もしかして意識飛んだ? かと思ったのも束の間だった。
視界の靄が晴れて景色が徐々に見えるようになった。
「ここって……」
「海だな」
Nightが口走った。確かに目の前は海だった。
しかもただの海じゃない。荒々しい波が立っている。
けれどまるでこっちですよと言っているのか、目の前の海だけが静寂だった。
もしかするとこれが航路かもしれない。今、アキラたちが立っている限りなく狭い陸地の砂浜近くには木製の小舟も停まっていて、この海を行けと言及しているようだ。
確かに安全だろうが、やけに不気味だった。孤島への片道切符なのでは? と嫌な想像力が働いた。
「この船に乗って行くの? オールも無いのに?」
フェルノが小舟の中を覗き込むと、確かに漕ぐために必要な道具が何一つとしてなかった。

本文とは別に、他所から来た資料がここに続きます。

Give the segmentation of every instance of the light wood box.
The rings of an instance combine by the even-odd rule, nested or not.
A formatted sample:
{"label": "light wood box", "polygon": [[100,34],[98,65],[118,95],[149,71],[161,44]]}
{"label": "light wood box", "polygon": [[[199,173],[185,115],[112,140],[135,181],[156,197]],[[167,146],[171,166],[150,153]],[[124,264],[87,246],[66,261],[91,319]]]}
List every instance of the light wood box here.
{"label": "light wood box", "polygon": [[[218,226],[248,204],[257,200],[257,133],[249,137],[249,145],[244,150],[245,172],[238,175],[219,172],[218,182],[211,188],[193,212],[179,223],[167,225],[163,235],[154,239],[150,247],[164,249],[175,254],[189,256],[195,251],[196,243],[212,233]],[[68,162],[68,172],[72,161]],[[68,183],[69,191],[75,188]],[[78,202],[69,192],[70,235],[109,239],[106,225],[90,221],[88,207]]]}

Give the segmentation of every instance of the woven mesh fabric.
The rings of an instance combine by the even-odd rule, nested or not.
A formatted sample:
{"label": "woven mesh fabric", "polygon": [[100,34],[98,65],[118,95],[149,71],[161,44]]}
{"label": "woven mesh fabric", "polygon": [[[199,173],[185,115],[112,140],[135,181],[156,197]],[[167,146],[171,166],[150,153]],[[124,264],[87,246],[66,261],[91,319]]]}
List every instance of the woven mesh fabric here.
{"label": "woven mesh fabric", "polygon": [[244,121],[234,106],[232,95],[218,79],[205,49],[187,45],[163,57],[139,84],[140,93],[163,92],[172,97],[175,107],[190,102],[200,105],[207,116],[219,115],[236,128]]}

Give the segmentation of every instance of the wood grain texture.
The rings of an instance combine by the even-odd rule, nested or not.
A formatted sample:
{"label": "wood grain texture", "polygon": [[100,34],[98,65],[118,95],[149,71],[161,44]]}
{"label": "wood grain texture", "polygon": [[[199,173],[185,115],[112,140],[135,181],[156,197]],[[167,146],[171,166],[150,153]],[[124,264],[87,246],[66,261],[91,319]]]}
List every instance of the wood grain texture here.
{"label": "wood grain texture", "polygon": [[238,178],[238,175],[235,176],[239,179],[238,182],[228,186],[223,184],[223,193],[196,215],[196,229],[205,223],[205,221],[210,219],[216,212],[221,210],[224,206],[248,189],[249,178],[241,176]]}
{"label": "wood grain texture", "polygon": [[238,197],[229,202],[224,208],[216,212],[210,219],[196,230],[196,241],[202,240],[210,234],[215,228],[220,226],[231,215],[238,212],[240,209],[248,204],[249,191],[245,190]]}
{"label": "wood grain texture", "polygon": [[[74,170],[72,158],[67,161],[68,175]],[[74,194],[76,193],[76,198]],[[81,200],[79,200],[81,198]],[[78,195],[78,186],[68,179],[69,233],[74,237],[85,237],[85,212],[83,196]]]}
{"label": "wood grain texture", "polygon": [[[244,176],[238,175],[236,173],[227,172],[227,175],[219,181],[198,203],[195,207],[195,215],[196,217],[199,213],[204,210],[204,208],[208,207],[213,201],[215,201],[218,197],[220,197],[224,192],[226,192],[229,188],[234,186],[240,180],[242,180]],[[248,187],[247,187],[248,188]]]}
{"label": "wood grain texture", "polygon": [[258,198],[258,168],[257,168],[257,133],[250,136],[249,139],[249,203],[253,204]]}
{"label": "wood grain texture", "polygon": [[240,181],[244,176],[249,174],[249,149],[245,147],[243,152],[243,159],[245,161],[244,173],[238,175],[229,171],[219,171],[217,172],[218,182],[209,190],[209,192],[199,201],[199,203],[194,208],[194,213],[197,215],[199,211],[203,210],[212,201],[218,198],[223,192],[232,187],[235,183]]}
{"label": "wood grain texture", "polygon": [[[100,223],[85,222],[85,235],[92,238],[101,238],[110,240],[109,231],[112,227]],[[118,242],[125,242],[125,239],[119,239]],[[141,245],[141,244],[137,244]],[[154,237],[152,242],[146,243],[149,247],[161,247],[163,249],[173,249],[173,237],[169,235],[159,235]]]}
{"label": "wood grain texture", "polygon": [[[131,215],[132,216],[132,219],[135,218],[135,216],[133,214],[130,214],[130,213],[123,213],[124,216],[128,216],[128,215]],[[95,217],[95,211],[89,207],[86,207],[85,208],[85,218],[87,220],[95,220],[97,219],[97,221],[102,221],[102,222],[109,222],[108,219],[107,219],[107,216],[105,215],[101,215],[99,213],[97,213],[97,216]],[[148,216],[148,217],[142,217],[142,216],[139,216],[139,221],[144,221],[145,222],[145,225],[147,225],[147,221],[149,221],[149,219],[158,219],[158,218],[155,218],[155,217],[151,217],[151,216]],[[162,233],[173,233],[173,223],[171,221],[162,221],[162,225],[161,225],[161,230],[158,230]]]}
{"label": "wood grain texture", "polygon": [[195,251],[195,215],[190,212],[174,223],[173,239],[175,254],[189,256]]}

これじゃあただプカプカ浮くだけか、流されてお陀仏か。二者択一しか見えてこない。
アキラとフェルノは固まってしまったが、Nightだけは前向きだった。
そんな不親切なことをしてくるはずがない。小舟があるのならこの船は進むはずだ。
「落ち着け。ここは一応GAMEの中だぞ。船が自動で進んでくれる可能性を考慮しないのか?」
Nightの口からまさかプレイヤーが苦労しない可能性が飛ぶとは思わなかった。
このGAME、プレイヤーが苦労することが多い。
知恵と能力と信頼、全部を兼ね備えてこそ切り拓ける。あまりにも楽なことがないGAMEだった。にもかかわらずの希望的観測に流石に困惑せざるを得ない。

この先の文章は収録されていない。